Directed By: Massimo Dallamano
Starring: Richard Johnson, Joanna Cassidy, Ida Galli
Tag line: "Keep telling yourself : 'She's not just a child', 'She's not just a child'..."
Trivia: When it played on TV in the United States, this film's title was changed to THE CURSED MEDALLION
Filmmaker Michael Williams (Richard Johnson) is putting together a new documentary for the BBC that explores the use of demonic imagery in works of art. One particular piece, an Italian painting donated by the Countess Cappelli (Lila Kedrova) that depicts a demon watching over a young girl, catches Williams’ attention. His interest in the picture may be personal; a while back, Williams’ wife was killed in a fiery accident, an event witnessed by his only daughter, Emily (Nicoletta Elmi). Since then, Emily has been having terrible nightmares (which, on a number of occasions, have resulted in violent behavior). Neither Williams nor his live-in nanny, Jill (Ida Galli), know how to handle the situation, so on the advice of the family’s doctor (Edmund Purdum), he takes Emily and Jill along on his trip to Italy, where a portion of the documentary is going to be shot. Aided by his American production manager, Joanna Morgan (Joanna Cassidy), Williams tries to help his daughter forget the past, but a medallion the young girl wears around her neck, which used to belong to her beloved mother, may hold the key to determining why Emily has been acting out, and what evil force is behind it all.
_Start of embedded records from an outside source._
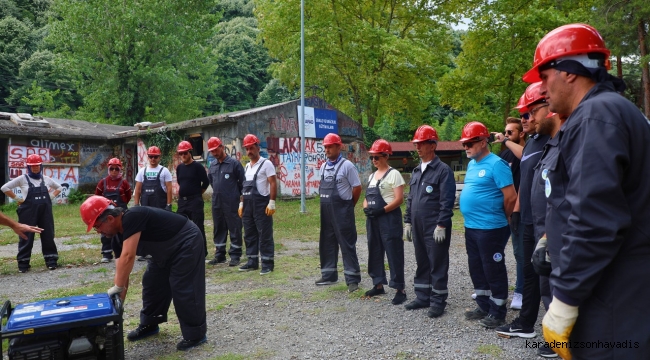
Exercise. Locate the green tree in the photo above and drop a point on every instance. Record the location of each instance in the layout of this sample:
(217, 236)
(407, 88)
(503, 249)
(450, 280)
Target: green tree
(274, 92)
(497, 50)
(137, 60)
(243, 62)
(372, 58)
(17, 41)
On the whole, 1975’s The Night Child is a well-made film, ably directed by Massimo Dallamano, who, in a few scenes, allows his camera to roam free. When the family first arrives in Italy, Dallamano mounts the camera on top of their car, watching with Emily (who’s standing, looking out of the sun roof) as the vehicle speeds through the narrow Italian roads. Not all of the director’s experiments work (on two occasions, when he shows a character falling, Dallamano relies on a technique that even in the ‘70s wasn’t convincing), but by taking chances, he ensures his movie is, at the very least, visually exciting. As for the performances, Richard Johnson, no stranger to the Italian horror genre (having already starred in Beyond the Door a year earlier), is quite good as the concerned father, and Nicoletta Elmi strikes the perfect balance between cute little girl and near-crazed hell child.
That said, The Night Child may prove a frustrating experience for some horror fans, especially those who like their films more visceral than psychological. By putting the focus squarely on young Emily’s behavior, and how it relates to both the medallion and the Countess’ painting, Dallamano creates an ominous mood that grows gloomier as the story progresses, and even if The Night Child isn’t the sort of movie that’ll give you nightmares, odds are it will cause you to nervously look over your shoulder a couple times.